Before venturing into the thick of the controversy, it would be apt to clear the deck qua two peripheral issues, namely, non-impleadment of necessary parties and estoppel.
It has been emphatically asserted that the selected candidates, not having been impleaded as respondents, the writ petitions ought to have been rejected in limine.
The decision of the Hon'ble Apex Court in Prabodh Verma (supra) and Dingal & Ors.(supra) have been relied upon to reinforce this contention. In both the decisions, their Lordships while disapproving the interference of the jurisdictional High Court with the selection of candidates
not impleaded, did observe in the contextual facts that neither they nor their representatives had been impleaded as parties.
Apart from the impeachment of the recruitment process as a whole to be in violation of the NCTE
Regulations and the essence of the Act 2009, in the instant proceedings, a scrutiny of the writ petitions involved disclose impleadment of some of the respondents whose selection had been impugned.
The State of Rajasthan and its functionaries as well as the NCTE and the concerned Panchayati Raj institution have been impleaded as respondents. The pleadings of the State Government and the NCTE in particular, attest the initiatives on their behalf to defend the process undertaken. Further, elaborate arguments have been advanced before the learned Single Judge as well as in the appeals on behalf of the selected candidates figuring as appellants touching upon all pertinent aspects of the
debate projecting a complete spectrum of assertions relevant to the issues. In this factual premise, we are of the view that the interest of the selected candidates as a whole has been adequately secured and that mere non impleadment of all of them does not render the impugned judgment and order illegal for want of fairness in action.

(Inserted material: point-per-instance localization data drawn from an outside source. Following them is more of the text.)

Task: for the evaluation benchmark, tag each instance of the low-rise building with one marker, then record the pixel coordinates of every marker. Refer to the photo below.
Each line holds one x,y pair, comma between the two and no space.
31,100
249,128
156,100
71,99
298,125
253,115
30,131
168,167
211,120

On the plea of estoppel as well, we are not inclined to non-suit the respondents/writ petitioners in view of legal issues of moment raised, impelling scrutiny thereof in public interest. A participatory process has been assiduously questioned on the ground of contravention of the provisions of the Act 2009, the guidelines of the NCTE, the Nodal Authority under the enactment, empowered to
prescribe the norms statutorily intended to administer the process of recruitment of teachers to accomplish the constitutional vision of providing a free and compulsory quality education to all children upto the age of 14 years.